Food Fortification in Prevention of Micronutrient Deficiencies of Children Under 5 Years in Bangladesh and its Effects on Sustainable Development Goals
Author(s): M. Karim Khan, Mahmudul Hasan Faruque, Biswajit Chowdhury, Monjurul Ahsan, Badruzzaman, A.S.M. Ruhul Quddus
Micronutrients, which contain vitamins and minerals, are required in minute amounts for overall growth, development, and increased immunity against diseases. Because the body is unable to synthesize them, they must be obtained from external sources. Malnutrition causes poor physical and mental development, in susceptible populations such as young children, pregnant and lactating mothers, and the elderly. By supplying important nutrients in food, food fortification is a safe and effective strategy for increasing macronutrient consumption. The lack of micronutrients has an impact on long-term developmental goals. To teach about the benefits of food fortification, the educational program is necessary to create awareness among the mass population.
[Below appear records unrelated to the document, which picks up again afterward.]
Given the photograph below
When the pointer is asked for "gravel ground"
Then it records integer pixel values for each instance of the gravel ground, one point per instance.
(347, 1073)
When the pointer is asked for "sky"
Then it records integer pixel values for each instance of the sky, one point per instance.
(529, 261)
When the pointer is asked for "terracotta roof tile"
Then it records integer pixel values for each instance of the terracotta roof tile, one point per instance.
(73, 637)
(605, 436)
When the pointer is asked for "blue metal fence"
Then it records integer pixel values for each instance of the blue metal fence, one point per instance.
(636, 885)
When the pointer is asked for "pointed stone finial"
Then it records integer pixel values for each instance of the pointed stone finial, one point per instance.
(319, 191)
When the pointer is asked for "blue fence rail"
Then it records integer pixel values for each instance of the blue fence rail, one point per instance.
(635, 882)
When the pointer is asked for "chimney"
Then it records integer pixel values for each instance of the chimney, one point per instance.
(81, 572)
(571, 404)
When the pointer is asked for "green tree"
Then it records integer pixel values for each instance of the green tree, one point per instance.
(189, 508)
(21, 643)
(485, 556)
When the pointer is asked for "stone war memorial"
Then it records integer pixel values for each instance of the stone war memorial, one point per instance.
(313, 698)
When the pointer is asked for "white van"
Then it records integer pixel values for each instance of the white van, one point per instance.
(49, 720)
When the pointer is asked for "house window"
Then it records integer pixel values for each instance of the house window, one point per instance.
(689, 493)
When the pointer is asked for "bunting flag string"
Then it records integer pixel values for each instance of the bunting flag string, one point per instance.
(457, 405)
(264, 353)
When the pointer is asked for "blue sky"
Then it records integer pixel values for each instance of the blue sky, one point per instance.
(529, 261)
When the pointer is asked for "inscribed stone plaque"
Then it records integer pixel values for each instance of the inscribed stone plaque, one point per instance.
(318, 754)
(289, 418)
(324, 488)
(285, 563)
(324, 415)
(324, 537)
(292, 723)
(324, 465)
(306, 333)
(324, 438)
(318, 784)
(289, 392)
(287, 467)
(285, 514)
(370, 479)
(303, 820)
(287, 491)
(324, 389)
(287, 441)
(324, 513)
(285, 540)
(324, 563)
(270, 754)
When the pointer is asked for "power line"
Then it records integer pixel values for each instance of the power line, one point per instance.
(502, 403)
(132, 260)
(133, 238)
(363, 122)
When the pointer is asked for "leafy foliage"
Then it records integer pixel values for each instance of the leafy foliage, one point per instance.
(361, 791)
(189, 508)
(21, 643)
This article gives a detailed overview of Bangladesh's present micronutrient deficiency status among children and women. The success and present problems of existing intervention programs are also discussed in this study. Anemia affects nearly half of all pregnant and lactating mothers. Some of the key dimensions linked to high levels of deficiencies are ignorance, inadequate nutrition, poor hygiene, illness, malabsorption, and infestation. Multiple interventions are being attempted, and some progress has been made. Problems remain like coverage, quality, and compliance. Micronutrient deficiencies in Bangladesh remain a significant concern, despite the fact that current intervention programs have made some success in addressing severe deficiencies. There is a need for a more well-integrated approach to boost existing intervention programs. Furthermore, new intervention techniques for addressing and preventing particular micronutrient deficits are suggested.